On 10/25/2012 2:31 PM, Greg Martin wrote:
> I have heard it said, but not confirmed, that the only guarantee that
> the standard gives with regards to structs is that the first element is
> aligned with the structures first byte and that the order of the members
> will not be changed.
That's it, mostly. We know that members are properly aligned
for their types and there's some special language pertaining to
bit-fields, but you're essentially correct.
> Does that mean that code like that below should
> print "Hello" but after that anything would be possible?
>
>
> Hello, World
> struct words: 14
> char[] str: 13
>
>
>
> /***********************************************/
>
> #include <stdlib.h>
> #include <stdio.h>
> #include <string.h>
>
> struct words {
> char hello[5];
> char comma;
> char space;
> char world[5];
> char exclaim;
> char term;
> };
We know that the "hello" member begins at the struct's first
byte, and that the later members appear in order, not overlapping:
offsetof(struct words, hello) == 0
offsetof(struct words, comma) >= 0 + 5
offsetof(struct words, space) >=
offsetof(struct words, comma) + 1
offsetof(struct words, world) >=
offsetof(struct words, space) + 1
offsetof(struct words, exclaim) >=
offsetof(struct words, world) + 5
offsetof(struct words, term) >=
offsetof(struct words, exclaim) + 1
Finally, we know that the struct it at least as large as the
sum of its element sizes and any padding between them:
sizeof(struct words) >= offsetof(struct words, term) + 1
.... hence sizeof(struct words) >= 14 (== 5 + 1 + 1 + 5 + 1 + 1).
Since none of the members requires any special alignment, it's
quite likely that sizeof(struct words) will in fact be 14 exactly.
Perhaps the next most likely value is 16, if a compiler decides to
put two padding bytes at the end to make the whole thing fit in two
8-byte units. Descending even further on the likelihood scale, a
compiler might insert one padding byte before `world' and one more
at the end, so each array would be contained in a single 8-byte
unit. Other padding arrangements seem extremely unlikely -- though
as you observe, they're permitted.
> int main (int argc, char* argv[]) {
> char str[] = "Hello, World";
> struct words w;
Okay, `w' occupies >=14 bytes of storage.
> memcpy (&w, str, sizeof (str));
This fills the first 13 bytes of `w' with a copy of the string.
The 14th byte (and any others) remain uninitialized. Since `w'
has sufficient space for everything that's being copied into it,
there's no problem up to this point.
Note that memcpy() makes no use of the "struct-ness" of
the target. In C, any addressable object can be viewed as an
array of bytes, without regard to the object's actual type.
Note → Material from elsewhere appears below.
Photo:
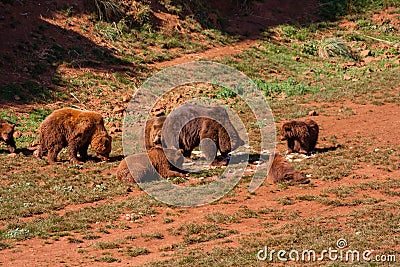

That's what memcpy() does: It just copies bytes, and doesn't
care what type the bytes represent.
> char *cp = (char*) &w;
>
> while (*cp != '\0') {
> printf ("%c", *cp);
> ++cp;
> }
Here, you're doing much the same thing as memcpy() did: You
are not using `w' as a struct, but only as a bag of bytes. If
there are padding bytes, you're using them on exactly the same
basis as you use member bytes: They're all just bytes. The
output *will* be "Hello, World" whether there's padding or not.
Using the "struct-ness" might (in principle) have produced
some surprises:
printf("%.5s", w.hello); // fine so far
printf("%c", w.comma); // BZZT!
printf("%c", w.space); // BZZT!
printf("%.5s", w.world); // BZZT!
There's no telling (in principle) what the final three lines
would have done.
> printf ("\n");
>
> printf ("struct words: %d\nchar[] str: %d\n",
> sizeof (w), sizeof (str));
Nit-pick: "%d" is for signed integers, which `size_t' is
not. I've used systems where this would have printed the two
sizes as 14 and 0 thanks to the mismatch; in principle, worse
things could happen.
> return 0;
> }
--
Eric Sosman
d